Kritiek op leiderschap premier Rutte in crisistijd
DEN HAAG – Fractievoorzitter Pechtold van oppositiepartij D66 heeft er kennelijk weer zin in. Het zomerreces is eindelijk ruim over de helft en om dat te vieren heeft hij opnieuw een oud, inmiddels wel wat grijsgedraaid plaatje opgezet.
„Ik mis leiderschap bij de premier”, zo klinkt het refrein van Pechtolds favoriete nummer. Uit volle borst zingt hij weer het mee, onder meer donderdagmorgen in het AD. „We staan waarschijnlijk voor een zware economische dip”, aldus de sociaalliberaal in de ochtendkrant. „Dan verwacht ik van de minister-president dat hij er staat, dat hij op televisie verschijnt en uitlegt wat er aan de hand is.”
Andere Europese leiders onderbreken wel hun vakantie voor beraad over de economische situatie, maar Rutte heeft nog steeds vrij, klaagt Pechtold. In plaats van eigenhandig als een soort Atlas de wereldeconomie te schragen, staat Rutte te feesten op Dance Valley.
Pechtold heeft inmiddels een behoorlijke trackrecord opgebouwd in het verbaal beschadigen van premiers. Hij begint er meteen mee zodra hij lijsttrekker van D66 is geworden in aanloop naar de Kamerverkiezingen van 2006. „De zelfverklaarde kandidaten voor het minister-presidentschap, Balkenende en Bos, profileren zich geen van tweeën als leider”, zegt hij in september van dat jaar.
Tussen 2006 en 2010 neemt hij met grote regelmaat premier Balkenende onder vuur. Zo verwijt hij hem eind 2007 geen leiding te geven tijdens een politiek conflict over asielzoekers.
Een klein jaartje later mist Pechtold bij Balkenende en zijn kabinet „echt leiderschap.” Eind 2009 stelt de D66-leider vast dat de „premier drie jaar de tijd heeft gehad voor keuzes, maar we kregen labiel leiderschap.”
Af en toe varieert de gewezen veilingmeester wat in zijn woordkeuze. Behalve gebrek aan leiderschap verwijt hij de premier ook vaak gebrek aan regie. Bijvoorbeeld rondom de presentatie van het rapport van de commissie-Davids over de politieke steun van Nederland aan de inval in Irak in 2003. En in de debatten over de verlenging van de missie in Uruzgan.
De huidige premier, Rutte, deed destijds overigens graag met Pechtold mee. Nu is hij het mikpunt van de D66-leider.

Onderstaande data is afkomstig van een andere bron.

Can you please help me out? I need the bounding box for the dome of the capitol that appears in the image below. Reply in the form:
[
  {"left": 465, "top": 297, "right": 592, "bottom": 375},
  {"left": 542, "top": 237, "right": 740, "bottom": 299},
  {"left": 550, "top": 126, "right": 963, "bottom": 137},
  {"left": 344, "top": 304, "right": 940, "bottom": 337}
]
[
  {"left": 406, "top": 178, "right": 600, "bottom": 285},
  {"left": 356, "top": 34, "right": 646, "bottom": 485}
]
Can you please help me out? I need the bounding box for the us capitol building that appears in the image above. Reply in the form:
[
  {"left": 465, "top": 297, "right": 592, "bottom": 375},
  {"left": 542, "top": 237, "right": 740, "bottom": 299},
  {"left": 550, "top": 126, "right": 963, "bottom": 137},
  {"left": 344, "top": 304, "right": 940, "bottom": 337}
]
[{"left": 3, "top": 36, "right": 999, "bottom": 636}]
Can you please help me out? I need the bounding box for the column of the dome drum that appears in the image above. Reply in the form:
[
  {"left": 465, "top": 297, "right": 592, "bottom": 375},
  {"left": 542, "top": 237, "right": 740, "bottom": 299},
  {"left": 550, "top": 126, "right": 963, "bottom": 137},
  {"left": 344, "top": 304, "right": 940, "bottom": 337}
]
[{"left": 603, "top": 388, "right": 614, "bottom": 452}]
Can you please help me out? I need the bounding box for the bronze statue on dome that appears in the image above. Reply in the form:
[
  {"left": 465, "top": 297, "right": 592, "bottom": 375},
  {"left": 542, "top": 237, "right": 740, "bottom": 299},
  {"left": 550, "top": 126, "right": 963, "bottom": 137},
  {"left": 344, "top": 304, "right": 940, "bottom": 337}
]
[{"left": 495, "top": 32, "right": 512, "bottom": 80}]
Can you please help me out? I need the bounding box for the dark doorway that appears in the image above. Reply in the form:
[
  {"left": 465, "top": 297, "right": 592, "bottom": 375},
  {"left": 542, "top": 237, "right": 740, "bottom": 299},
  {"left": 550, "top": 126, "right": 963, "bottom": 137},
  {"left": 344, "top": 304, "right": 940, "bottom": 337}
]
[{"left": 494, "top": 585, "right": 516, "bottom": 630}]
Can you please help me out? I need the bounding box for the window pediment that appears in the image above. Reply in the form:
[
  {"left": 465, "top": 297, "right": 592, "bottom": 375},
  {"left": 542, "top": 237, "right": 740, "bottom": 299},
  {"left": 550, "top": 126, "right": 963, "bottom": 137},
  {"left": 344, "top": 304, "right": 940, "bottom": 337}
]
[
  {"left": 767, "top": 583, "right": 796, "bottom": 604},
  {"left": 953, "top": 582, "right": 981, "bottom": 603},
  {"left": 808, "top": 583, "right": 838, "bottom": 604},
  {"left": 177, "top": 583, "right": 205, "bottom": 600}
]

„Ieder vogeltje zingt zoals het gebekt is”, zal de minister-president wel denken. En misschien herinnert hij zich nog het ministerschap van Pechtold. Die kwam toen, in ruim een jaar, niet veel verder dan het instellen van een nationale conventie die moest nadenken over veranderingen in het staatsbestel. Nooit meer van gehoord.